The fastest way to get a transcript from a YouTube video is free and already built in. Most videos have an auto-generated transcript you can access in seconds, no tools required.
This guide covers how to get that transcript, what to do when a video does not have one, and what to do with your transcript once you have it.
Why transcribe a YouTube video?
Transcribing a YouTube video is useful for more than just accessibility. Common reasons include:
Research and note-taking — extract quotes, data, and key points from long videos without rewatching
Content repurposing — turn a video into a blog post, newsletter section, or social posts
Accessibility — make content readable for deaf or hard-of-hearing viewers, or anyone who prefers reading over watching
SEO — text is indexable; video alone is not
Meeting prep — pull highlights from a recorded presentation, webinar, or interview before a client call
Method 1: YouTube's built-in transcript (free, 2 minutes)
YouTube auto-generates transcripts for most videos. The accuracy varies but is usually good enough for research, content repurposing, or feeding into another tool, and you do not need to download anything.
On desktop:
Open the video in your browser
Click the three-dot menu (...) directly below the video, to the right of the Share button
Click Show transcript
A panel opens on the right with the full transcript, timestamped line by line
You can click any line to jump to that moment in the video. To copy the whole transcript cleanly, click the three-dot icon at the top of the transcript panel, select Toggle timestamps to remove them, then select all and copy.
On mobile:
Tap the video to bring up controls
Tap the three-dot menu in the top right
Tap Show transcript
If the transcript panel does not appear, the creator has either disabled it or YouTube has not generated one for that video. Skip to Method 2.
Method 2: No transcript available? Use Supernormal
If a video has no auto-generated transcript, you can still get one in a couple of minutes using Supernormal's desktop app.
Open the Supernormal desktop app
Trigger a manual capture
Play the YouTube video
Once the video finishes, stop the capture
Open Supernormal and your full transcript is ready, no upload or import required
This also works for any video you cannot get a transcript for elsewhere, including private or unlisted videos you have access to, or videos with disabled captions.

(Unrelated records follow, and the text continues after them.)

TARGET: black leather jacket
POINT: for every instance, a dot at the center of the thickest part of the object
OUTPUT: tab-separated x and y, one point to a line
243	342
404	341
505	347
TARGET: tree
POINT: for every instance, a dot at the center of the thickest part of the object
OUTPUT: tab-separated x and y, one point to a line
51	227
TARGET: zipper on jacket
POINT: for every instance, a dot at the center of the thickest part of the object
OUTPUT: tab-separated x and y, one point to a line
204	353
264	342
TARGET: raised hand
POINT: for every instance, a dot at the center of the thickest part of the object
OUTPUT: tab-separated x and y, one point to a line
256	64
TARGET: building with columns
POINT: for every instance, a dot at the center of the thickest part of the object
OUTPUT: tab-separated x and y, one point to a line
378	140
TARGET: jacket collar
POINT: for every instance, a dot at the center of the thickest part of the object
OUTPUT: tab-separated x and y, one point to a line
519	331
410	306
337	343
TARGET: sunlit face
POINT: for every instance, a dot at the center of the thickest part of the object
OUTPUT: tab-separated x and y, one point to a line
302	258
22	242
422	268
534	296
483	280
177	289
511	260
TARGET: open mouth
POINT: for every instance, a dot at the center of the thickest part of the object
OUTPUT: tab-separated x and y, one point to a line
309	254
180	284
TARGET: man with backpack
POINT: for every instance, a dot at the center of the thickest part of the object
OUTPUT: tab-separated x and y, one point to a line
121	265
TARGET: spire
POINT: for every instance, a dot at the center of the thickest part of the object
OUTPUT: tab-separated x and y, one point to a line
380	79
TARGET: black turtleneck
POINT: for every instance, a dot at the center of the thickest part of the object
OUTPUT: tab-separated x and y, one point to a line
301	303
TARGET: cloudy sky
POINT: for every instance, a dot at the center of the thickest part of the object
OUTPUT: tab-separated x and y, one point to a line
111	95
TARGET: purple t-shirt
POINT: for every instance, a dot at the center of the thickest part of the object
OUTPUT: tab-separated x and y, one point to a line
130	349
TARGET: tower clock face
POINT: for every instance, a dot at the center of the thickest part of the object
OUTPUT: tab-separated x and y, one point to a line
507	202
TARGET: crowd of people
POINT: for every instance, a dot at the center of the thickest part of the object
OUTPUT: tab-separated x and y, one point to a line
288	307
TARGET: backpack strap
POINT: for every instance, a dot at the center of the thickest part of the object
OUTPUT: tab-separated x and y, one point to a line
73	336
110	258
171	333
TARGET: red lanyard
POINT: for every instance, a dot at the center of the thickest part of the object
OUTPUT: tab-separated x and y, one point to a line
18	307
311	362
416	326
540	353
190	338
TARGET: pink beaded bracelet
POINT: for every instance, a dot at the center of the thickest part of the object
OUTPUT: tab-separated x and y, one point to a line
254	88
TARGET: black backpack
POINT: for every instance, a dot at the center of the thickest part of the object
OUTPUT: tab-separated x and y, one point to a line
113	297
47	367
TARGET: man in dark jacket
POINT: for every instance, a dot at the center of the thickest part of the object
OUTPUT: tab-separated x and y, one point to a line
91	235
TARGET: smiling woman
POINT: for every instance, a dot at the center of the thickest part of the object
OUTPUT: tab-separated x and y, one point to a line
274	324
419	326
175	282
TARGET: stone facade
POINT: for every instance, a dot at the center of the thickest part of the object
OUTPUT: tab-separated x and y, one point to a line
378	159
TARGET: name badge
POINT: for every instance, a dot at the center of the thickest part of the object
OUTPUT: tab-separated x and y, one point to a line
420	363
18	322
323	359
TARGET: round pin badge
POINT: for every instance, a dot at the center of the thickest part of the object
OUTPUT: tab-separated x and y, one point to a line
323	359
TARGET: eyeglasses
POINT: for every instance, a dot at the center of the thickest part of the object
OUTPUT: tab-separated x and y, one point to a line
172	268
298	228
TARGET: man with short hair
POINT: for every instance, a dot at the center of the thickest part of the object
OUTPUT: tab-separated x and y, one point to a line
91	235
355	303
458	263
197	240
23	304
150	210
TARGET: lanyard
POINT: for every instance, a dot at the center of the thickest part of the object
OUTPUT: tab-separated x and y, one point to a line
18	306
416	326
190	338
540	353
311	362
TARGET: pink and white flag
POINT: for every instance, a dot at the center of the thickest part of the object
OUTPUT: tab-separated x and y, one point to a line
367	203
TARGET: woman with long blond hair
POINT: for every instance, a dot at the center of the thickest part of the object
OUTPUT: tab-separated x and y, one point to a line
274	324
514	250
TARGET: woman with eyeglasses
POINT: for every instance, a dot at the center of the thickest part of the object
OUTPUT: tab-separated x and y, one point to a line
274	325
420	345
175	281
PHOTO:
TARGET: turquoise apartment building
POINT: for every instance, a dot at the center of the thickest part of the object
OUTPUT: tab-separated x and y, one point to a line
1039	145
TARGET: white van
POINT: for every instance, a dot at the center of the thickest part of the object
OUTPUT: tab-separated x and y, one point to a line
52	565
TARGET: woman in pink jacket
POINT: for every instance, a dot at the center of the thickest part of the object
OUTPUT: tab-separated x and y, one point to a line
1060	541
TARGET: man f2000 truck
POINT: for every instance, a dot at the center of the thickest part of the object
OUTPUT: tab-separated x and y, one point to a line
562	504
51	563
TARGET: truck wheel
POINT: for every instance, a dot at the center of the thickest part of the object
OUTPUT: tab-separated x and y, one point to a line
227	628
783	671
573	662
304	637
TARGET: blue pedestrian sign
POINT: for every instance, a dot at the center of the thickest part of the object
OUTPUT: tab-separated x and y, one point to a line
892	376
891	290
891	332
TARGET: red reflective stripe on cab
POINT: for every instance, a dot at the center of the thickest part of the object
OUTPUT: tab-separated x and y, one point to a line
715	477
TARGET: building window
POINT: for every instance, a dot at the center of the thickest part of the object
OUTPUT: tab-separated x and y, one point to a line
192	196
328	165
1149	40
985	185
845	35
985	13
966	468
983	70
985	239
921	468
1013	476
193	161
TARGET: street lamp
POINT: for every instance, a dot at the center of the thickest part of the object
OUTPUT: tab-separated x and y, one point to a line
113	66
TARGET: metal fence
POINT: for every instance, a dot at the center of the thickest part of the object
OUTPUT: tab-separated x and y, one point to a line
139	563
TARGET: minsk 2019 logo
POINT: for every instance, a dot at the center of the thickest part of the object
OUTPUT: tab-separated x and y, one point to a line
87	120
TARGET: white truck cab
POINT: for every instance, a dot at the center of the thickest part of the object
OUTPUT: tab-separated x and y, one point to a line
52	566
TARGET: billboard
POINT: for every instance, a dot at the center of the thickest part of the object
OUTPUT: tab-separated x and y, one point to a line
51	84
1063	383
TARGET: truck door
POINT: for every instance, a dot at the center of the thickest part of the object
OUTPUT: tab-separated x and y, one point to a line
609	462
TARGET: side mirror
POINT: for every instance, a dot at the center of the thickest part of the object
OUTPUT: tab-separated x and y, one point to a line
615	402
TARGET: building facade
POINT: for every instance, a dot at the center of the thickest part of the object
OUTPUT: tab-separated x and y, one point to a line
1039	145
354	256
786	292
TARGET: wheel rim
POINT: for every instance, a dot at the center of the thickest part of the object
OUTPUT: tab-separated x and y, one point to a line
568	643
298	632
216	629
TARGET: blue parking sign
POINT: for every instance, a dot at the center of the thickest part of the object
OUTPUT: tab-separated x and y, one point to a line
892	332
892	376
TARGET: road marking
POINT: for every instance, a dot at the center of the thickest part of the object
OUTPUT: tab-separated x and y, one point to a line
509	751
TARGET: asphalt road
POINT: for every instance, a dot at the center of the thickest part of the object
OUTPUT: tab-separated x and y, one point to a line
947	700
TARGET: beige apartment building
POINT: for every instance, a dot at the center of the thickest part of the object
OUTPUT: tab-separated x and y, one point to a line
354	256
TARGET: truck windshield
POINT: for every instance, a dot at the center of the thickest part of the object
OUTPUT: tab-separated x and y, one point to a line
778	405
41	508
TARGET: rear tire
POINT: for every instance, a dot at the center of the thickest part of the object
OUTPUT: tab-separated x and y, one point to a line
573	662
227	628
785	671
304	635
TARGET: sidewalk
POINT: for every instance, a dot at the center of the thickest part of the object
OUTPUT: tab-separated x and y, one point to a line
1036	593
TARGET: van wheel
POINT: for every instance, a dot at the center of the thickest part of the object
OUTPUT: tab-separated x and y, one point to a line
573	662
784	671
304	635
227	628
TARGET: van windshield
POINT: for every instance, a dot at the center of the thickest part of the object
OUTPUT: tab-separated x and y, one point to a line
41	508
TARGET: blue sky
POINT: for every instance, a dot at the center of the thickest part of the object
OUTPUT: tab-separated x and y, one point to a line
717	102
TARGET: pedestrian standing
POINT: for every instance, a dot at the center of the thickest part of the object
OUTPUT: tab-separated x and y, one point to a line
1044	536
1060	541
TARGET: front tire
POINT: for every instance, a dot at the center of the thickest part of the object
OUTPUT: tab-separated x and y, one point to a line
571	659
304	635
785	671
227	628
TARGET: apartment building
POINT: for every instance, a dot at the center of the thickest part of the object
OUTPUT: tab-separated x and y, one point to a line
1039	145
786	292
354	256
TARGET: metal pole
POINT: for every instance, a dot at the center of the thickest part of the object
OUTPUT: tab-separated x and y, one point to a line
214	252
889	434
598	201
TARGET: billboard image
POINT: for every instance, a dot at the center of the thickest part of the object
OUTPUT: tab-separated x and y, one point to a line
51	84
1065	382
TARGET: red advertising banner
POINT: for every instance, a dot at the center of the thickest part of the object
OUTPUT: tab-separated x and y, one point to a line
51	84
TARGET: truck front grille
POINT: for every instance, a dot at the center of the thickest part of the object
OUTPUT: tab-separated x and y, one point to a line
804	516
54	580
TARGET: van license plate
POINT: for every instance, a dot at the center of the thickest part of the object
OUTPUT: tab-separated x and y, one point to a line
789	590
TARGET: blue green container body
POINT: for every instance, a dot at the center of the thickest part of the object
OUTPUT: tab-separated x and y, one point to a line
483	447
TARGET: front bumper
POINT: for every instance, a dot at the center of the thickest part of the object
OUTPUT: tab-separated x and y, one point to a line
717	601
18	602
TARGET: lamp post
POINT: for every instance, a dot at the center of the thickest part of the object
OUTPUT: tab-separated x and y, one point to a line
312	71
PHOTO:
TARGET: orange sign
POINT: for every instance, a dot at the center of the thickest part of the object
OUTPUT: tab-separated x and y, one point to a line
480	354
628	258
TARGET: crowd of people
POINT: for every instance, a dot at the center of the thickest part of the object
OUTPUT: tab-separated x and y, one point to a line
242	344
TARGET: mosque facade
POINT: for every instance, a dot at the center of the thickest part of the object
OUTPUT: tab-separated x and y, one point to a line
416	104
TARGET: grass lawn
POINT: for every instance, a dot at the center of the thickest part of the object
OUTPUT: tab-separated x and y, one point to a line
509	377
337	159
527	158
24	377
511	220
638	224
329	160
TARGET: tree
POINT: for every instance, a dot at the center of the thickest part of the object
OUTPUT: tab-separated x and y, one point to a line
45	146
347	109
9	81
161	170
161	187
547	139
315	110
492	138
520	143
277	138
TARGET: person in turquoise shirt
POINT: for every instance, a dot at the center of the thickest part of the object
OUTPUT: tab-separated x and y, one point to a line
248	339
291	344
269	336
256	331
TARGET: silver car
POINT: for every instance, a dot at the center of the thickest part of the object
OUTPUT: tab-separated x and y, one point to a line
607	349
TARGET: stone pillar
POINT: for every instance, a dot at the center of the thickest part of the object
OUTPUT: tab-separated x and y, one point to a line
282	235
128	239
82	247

Already have a transcript? Turn it into something useful
If you pulled a transcript using Method 1, the next step is doing something with it. Paste it straight into Supernormal's AI agent and turn it into a summary, blog post, brief, or other client deliverable in a flash.
Supernormal also fits this workflow a third way: if you are recording a meeting that involves watching or screen-sharing a YouTube video (a team review, a training session, a client walkthrough), the desktop app captures the audio in the background and transcribes it automatically once the meeting ends. No separate transcription step needed.
What to do with your transcript
A raw transcript is a starting point. Here is what you can do with it:
Turn it into a blog post
Long-form video often contains more than enough material for a written article. Paste the transcript into your editor, remove filler words, and restructure with headings. A 20-minute video can easily become a 1,500-word post.
Pull social content
Scan for strong standalone quotes or insights that work as LinkedIn posts or Twitter threads with minimal editing.
Build a research summary
If you are working through multiple videos on a topic, paste the transcripts into an AI tool and ask it to extract key points or compare positions across sources.
Turn it into a client deliverable
Take your transcript, paste it into Supernormal's AI agent, and turn it into a brief, proposal, or project summary in moments.